Playing Neil Perry in Dead Poets Society (1989), the boy who kills himself after his father refuses to let him act, should have made Robert Sean Leonard a movie star. It didn't, by his own design. He co-founded a New York theater company with Ethan Hawke in 1991, won a Tony in 2001 for Tom Stoppard's The Invention of Love, and became exactly the kind of actor Hollywood usually loses to the stage.
Eight seasons as Wilson on House (2004-2012) is probably why most people recognize him, which is an odd outcome for someone who spent the 1990s building a serious stage career. Wilson was House's only real friend, the moral center of a show built around a misanthrope. Since House ended, he's done what he's always done: chosen stage work over profile-building, picking up roles in The Gilded Age and theater productions on both sides of the Atlantic when it suits him.

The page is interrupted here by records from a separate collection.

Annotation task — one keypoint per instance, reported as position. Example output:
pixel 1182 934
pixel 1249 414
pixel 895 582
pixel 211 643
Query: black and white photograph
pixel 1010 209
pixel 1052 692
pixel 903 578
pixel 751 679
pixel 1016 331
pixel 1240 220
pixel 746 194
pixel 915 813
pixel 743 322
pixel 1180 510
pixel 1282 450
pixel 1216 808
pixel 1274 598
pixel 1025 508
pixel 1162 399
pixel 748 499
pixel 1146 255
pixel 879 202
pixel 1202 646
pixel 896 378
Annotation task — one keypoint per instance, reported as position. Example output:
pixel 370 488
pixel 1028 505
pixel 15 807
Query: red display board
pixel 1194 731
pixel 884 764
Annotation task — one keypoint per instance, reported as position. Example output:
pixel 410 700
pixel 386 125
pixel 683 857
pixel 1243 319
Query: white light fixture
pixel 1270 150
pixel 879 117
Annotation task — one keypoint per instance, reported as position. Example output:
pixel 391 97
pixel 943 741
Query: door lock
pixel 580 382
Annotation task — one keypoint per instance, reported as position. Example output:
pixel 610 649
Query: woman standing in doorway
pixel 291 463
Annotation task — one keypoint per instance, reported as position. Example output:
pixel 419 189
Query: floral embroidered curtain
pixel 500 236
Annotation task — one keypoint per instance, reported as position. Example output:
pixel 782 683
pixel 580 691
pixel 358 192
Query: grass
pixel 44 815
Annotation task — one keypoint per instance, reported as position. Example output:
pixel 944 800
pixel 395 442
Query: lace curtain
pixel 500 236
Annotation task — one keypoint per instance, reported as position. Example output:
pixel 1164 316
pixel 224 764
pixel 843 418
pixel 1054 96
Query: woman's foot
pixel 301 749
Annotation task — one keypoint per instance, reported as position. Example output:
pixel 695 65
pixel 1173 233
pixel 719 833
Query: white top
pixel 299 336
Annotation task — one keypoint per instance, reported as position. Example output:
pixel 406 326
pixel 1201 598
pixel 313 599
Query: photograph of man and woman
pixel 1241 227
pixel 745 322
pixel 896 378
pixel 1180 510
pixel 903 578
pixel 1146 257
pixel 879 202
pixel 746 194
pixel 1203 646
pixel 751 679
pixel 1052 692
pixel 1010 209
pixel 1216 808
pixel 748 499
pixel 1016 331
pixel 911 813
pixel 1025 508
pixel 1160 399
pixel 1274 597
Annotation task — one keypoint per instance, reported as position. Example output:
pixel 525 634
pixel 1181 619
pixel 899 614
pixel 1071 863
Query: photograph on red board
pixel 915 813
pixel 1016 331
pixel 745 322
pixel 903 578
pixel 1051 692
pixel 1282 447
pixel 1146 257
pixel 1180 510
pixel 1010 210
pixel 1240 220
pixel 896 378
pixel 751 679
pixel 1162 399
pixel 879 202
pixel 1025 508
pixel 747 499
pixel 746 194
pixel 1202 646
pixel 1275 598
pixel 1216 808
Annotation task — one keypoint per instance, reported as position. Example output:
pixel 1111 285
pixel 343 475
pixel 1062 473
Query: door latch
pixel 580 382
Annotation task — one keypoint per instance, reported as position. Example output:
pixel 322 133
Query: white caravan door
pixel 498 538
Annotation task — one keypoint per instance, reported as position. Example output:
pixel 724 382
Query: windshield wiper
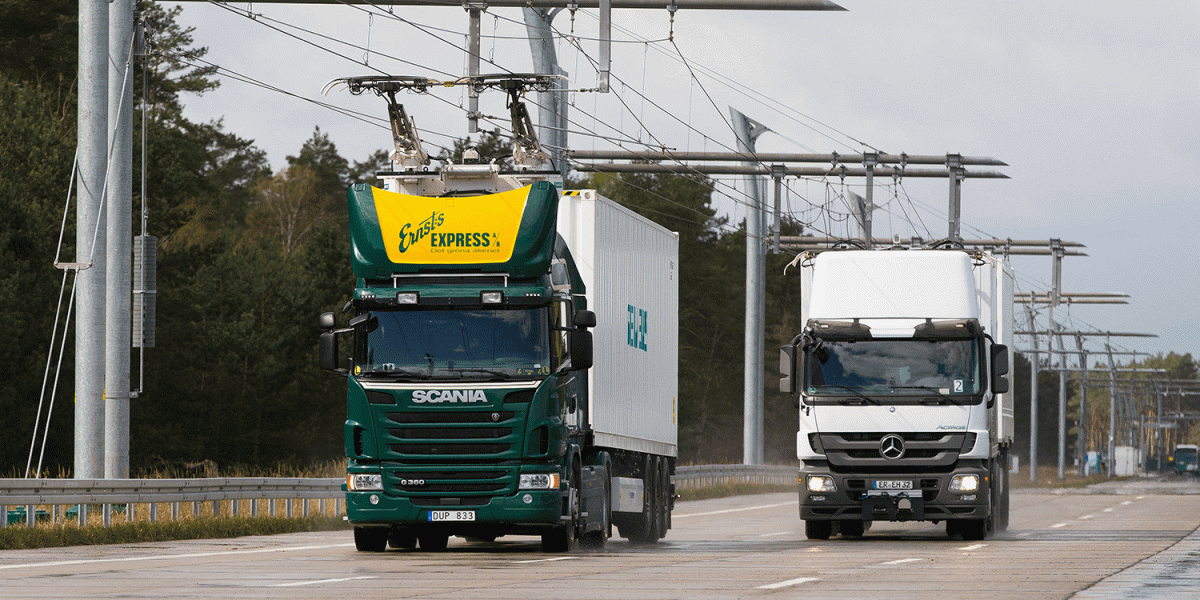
pixel 397 372
pixel 864 397
pixel 489 371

He dropped out of Ridgewood High School at 17 to act and was in film within the year. He co-founded the Malaparte theater company in 1991 with Ethan Hawke, James Waterston, Steve Zahn, and Frank Whaley. His 2003 Tony nomination came for playing Edmund Tyrone in Long Day's Journey Into Night alongside Philip Seymour Hoffman, Brian Dennehy, and Vanessa Redgrave. That's an absurd amount of talent on one stage.